We have both a text index and a search index for location.country
so I don't know why the query doesn't use an index? But it doesn't.
I tried hinting that it should use the index and it didn't change the plan or (unsurprisingly) the execution time.
Suggestion was to make the collation on the query match the collation in the index, i.e. { locale: "en_US", strength: 2 }
. Doing this brings the query time down to 9ms! Let me see how to add that to the app.
OK, full result of a few days of exploration: the problem is certainly that our indexes do not support our users' queries, so mongo is having to do a collection scan (i.e. iterate over every document) and this is slow. We can add a compound index on e.g. (country, date) to speed up filtering by country. This speeds up retrieval of both the list
and download
endpoints, but download
still happens slowly and I think that's possibly due to the loop that transforms the documents into the target format (e.g. csv).
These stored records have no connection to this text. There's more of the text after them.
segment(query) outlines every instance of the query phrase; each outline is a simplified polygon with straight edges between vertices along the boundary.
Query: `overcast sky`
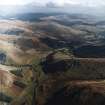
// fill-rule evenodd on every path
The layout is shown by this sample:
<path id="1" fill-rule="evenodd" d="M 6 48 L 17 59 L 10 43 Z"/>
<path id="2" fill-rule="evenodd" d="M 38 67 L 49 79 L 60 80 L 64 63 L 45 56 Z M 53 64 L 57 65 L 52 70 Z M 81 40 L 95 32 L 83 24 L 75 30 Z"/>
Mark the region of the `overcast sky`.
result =
<path id="1" fill-rule="evenodd" d="M 59 5 L 70 3 L 72 5 L 83 5 L 83 6 L 102 6 L 105 5 L 105 0 L 0 0 L 0 4 L 16 5 L 16 4 L 27 4 L 31 2 L 39 2 L 45 4 L 47 2 L 54 2 Z"/>

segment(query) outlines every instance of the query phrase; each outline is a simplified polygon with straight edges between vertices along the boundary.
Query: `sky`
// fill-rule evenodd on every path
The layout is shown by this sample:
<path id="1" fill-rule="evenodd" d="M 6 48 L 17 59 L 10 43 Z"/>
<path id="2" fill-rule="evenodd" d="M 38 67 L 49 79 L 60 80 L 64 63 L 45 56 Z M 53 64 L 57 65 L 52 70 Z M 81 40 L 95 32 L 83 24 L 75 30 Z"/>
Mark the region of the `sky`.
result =
<path id="1" fill-rule="evenodd" d="M 47 2 L 54 2 L 58 5 L 69 3 L 72 5 L 83 5 L 83 6 L 102 6 L 105 5 L 105 0 L 0 0 L 0 5 L 23 5 L 32 2 L 38 2 L 45 4 Z"/>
However, my hypothesis was that creating a single compound index with all of the filter query fields would give us indexed searches for any filter. This didn't happen, and mongodb fell back to doing full collection scans. Therefore we need to log what queries users are making in prod and design indexes to support those queries. In effect we have some of that information from the query time reports in atlas, though because we can't correlate queries to users we can't see whether they were genuine, or someone testing something. Note that I'm not saying we need to associate queries with individual users! But we do need to be confident that they're real things real people are trying to do, and we're not optimising for developers or testers.
BTW another piece of information that will be helpful is the indexStats for a collection, which tells us how frequently an index is used. I guess most of the indexes we have aren't helping any of our queries and can be removed, saving storage and speeding up writes. However I don't have permission on prod to run db.cases.aggregate([{$indexStats:{}}])
so can't test this hypothesis.
Fixed for small datasets with country search by adding compound index with creation date.
The data service returns 504s when applying the
country
filter to small or empty data sets, including Kenya, Taiwan, Monaco, Cambodia, Nepal, and Mozambique. It does not happen with larger data sets, like Germany, Brazil, France, or the United States. It also does not happen in the prod environment.